Two years after getting his first prescription, Alfasi stopped using, on his own. “We now see increasing numbers of addicts — it’s easy to obtain these drugs. People pretend to have serious back pain and the doctor prescribes a narcotic.” Street addicts use prescription opioids as substitutes for methadone, the heroin substitute. “This addiction leads to a psychiatric ward, to prison or to death.” says Alfasi.

Every year, an estimated 200,000 to 300,000 Israelis are prescribed opioids at least once, and according to professional estimates as many as 10,000 may have an opioid addiction.

Both men and women are affected. Between 2010 and 2015 prescription opioid use tripled among Israelis aged 45 to 74 and doubled among those aged 75 and up, according to the figures submitted by multiple health insurers. Only 1.1 percent of the prescriptions were written by pain specialists; most are prescribed by physicians in other specialties or by general practitioners. The number of prescriptions for fentanyl and morphine has declined, but there is a rise in use of Oxycodone and other opiates.

The sharp spike in opioid use is surprising, but not the overall increase. Doctors and addiction professionals have been issuing warnings for years. The health care system and the public seem not to have absorbed the extent and the implications of the problem of abuse. After all, the drugs themselves are approved and effective painkillers that have met scientific and medical standards, thus making people oblivious to their risks.

Opiates affect receptors in the central nervous system. They are made from poppies, which are also the source of opium, heroin and morphine. Fentanyl and Oxycodone are also part of this group. In the United States, sales of such medications surged by 300 percent over a decade and a half despite no changes in reported pain levels.

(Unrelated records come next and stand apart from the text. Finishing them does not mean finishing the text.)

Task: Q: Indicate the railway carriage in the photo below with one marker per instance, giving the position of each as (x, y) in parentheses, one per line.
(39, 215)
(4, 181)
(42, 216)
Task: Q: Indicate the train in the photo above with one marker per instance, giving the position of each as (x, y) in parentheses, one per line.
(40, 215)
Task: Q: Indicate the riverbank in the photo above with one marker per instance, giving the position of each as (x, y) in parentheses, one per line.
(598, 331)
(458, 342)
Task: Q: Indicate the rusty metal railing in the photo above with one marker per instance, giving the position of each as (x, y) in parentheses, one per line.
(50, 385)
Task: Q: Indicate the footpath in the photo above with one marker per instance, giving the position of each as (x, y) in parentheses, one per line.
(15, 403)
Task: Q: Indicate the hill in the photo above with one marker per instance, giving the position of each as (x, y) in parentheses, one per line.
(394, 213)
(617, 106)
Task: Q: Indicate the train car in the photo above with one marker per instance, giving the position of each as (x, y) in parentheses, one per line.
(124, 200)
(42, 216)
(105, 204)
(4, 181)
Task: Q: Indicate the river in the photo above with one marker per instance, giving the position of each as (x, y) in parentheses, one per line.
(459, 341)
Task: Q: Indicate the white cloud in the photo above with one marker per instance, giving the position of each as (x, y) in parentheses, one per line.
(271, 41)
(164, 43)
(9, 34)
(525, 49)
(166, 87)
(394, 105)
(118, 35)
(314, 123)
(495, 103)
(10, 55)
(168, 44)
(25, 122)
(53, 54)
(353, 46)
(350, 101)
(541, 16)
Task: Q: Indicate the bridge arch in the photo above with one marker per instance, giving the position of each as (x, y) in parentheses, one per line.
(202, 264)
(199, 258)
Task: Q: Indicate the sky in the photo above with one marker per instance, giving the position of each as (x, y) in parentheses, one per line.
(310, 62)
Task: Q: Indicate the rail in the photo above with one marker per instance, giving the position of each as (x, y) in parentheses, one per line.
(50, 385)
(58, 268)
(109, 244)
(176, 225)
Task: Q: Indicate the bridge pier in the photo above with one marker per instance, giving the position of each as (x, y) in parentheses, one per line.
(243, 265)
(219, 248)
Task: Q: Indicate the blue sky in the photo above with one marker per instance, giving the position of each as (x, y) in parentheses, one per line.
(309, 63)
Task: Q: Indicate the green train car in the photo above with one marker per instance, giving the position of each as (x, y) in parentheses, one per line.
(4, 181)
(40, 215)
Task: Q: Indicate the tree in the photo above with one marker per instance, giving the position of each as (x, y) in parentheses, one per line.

Opioids were involved in over 28,000 deaths from overdose in 2014, a fourfold increase from 2000.

Israel is not there yet but powerful painkillers have become an available and easy solution to pain. Oxycodone, 1.5 times stronger than morphine, and Oxycontin have become popular in Israel’s black market for drugs. Fentanyl, a synthetic, is 100 times stronger than morphine due to its greater ability to penetrate the central nervous system and attach to pain receptors there.

People who become addicted to prescription drugs tend to fall into one of three groups. The first consists of people with severe pain due to injuries as a result of traffic accidents or due to serious or chronic illness. Some of them become addicted, and may visit multiple doctors in order to obtain prescriptions. The absence of a centralized dispensing system prevents monitoring of such abuse.

The second group consists of people who receive methadone for narcotics addiction who obtain painkillers illegally in order to enhance the effect of the methadone. A third group consists of recovering addicts who relapse after being prescribed opioid painkillers for new health issues or after a traffic accident.

The Israeli Medical Association recently issued a position paper calling for a review of the use of opioids. While acknowledging the need for such drugs as part of the physicians’ “arsenal” for treating severe pain, doctors are called upon to use them more responsibly, only after making a thorough diagnosis and considering possible alternatives.

Some leading pain experts in Israel believe the situation here is not so dire, despite the rise in opiate prescriptions. Six percent of people using opioids for severe pain take them for extended periods of time, of six months, but not all of them develop an addiction. However, a recent study showed that at least 17 percent of patients who received opioid painkillers became addicted. There are claims that the HMOs are not sufficiently aware of the problem and are not doing enough to limit usage of these medications. One pilot project has just been launched in order to deal with such addictions and HMOS are being approached in an effort to address the problem.